Bandura argues forcefully that imitating and modeling are often reinforcing by their very nature – a student who acts like the model may be more easily accepted by the group. A teacher may reinforce an observer who has taken on particularly good behavior of a model who always comes to school on time. By praising the observer the teacher has provided much needed reinforcement. Similarly, the modeling itself may lead to satisfying consequences as would be expected if the pupil, after observing the model studying hard before classroom tests, decides to adopt the same behavior and starts getting good marks himself.

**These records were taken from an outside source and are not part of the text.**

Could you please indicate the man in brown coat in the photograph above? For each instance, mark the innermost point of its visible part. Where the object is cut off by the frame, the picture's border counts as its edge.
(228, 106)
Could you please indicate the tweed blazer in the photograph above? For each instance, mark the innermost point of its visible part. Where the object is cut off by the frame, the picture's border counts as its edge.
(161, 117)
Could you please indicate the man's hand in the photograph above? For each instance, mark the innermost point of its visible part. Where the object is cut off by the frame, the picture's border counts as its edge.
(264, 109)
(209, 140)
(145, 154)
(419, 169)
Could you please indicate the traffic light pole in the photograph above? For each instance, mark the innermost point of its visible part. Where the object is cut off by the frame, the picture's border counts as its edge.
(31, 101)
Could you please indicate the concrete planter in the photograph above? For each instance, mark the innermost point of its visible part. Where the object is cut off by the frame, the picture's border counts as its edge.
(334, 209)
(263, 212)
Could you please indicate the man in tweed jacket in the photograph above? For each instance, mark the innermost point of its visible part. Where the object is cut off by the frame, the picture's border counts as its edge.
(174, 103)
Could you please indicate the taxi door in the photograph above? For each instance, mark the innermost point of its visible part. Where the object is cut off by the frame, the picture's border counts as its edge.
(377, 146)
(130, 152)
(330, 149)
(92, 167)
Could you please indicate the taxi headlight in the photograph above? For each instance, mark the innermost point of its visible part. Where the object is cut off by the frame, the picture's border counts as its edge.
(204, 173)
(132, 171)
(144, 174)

Applying Bandura’s conceptualization for moral development could take many different forms. A teacher, with the cooperation of parents, could begin by setting a series of rewards for certain types of moral/ethical related activities – not so much for the right answer but for how the student decided to act in specific conflict situations. Were consequences weighed? Were the feelings of others taken into consideration? How was the “better” good arrived at before making the decision? Videos or movie clips using popular or highly respected people in the school (e.g., the best athlete) in situations that require moral-like decisions, especially when both options available to the child, can be valuable teaching tools.

In this vein, a teacher may want to have a different pupil every week in class describe a moral dilemma and let the class analyze it. It may very well be a legal issue, in which other rules may apply, or it may be moral one, and the process is the critical component. In any case, the student should be made to feel that there are no right or wrong answers, and that it is the processing which is essential. By praising the thinking and analysis involved, the teacher can make the process itself reinforcing so that the pupil, when confronted with moral dilemmas in the future, will think carefully and weigh all sides before deciding.. Of course, this is also an opportunity to introduce the idea that values in different cultures/religions may need to play an important role.

Maimonides and moral/ethical behavior

Twersky (1980, p. 454) writes that for Maimonides, arguably the most important Jewish thinker of the last 1000 years, when it comes to deciding on the correct choice in religious or moral dilemmas, the individual must learn how to struggle with the different options. This so-called heteronomy perspective of philosophy says that man is not innately endowed with moral reasoning (the autonomy approach) but rather must learn how to make the appropriate choice. Techniques such as social learning provide a mechanism whereby the teacher, with proper use of some of Bandura’s ideas on social reinforcement, can turn out pupils who will at least weigh available options, before deciding on a course of action. Once learned, Maimonides argued, this approach to moral and religio-ritual dilemmas becomes a part of the individual’s character.

References

Bandura, A. (1969). Social learning of moral judgments. Journal of Personality and Social Psychology, 113, 275-279.

Bandura, A. (1986). Social foundations of thought and action: a social cognitive theory. Englewood Cliffs, NJ: Prentice Hall

Deigh, J. (1995). Ethics. In Robert Audi (ed), The Cambridge Dictionary of Philosophy. Cambridge: Cambridge University Press, 1995.

Kohlberg, L. (1987). The psychology of moral development. San Francisco: Harper.

Twersky, I. (1980) Introduction to the code of Maimonides. New Haven: Yale University Press.

Vitton, C. J., & Wasona, T. A. (2009). Between Kohlberg and Gilligan: Levels of Moral Judgment among Elementary School Principals. Leadership and Policy in Schools, 8, pages 92 – 116.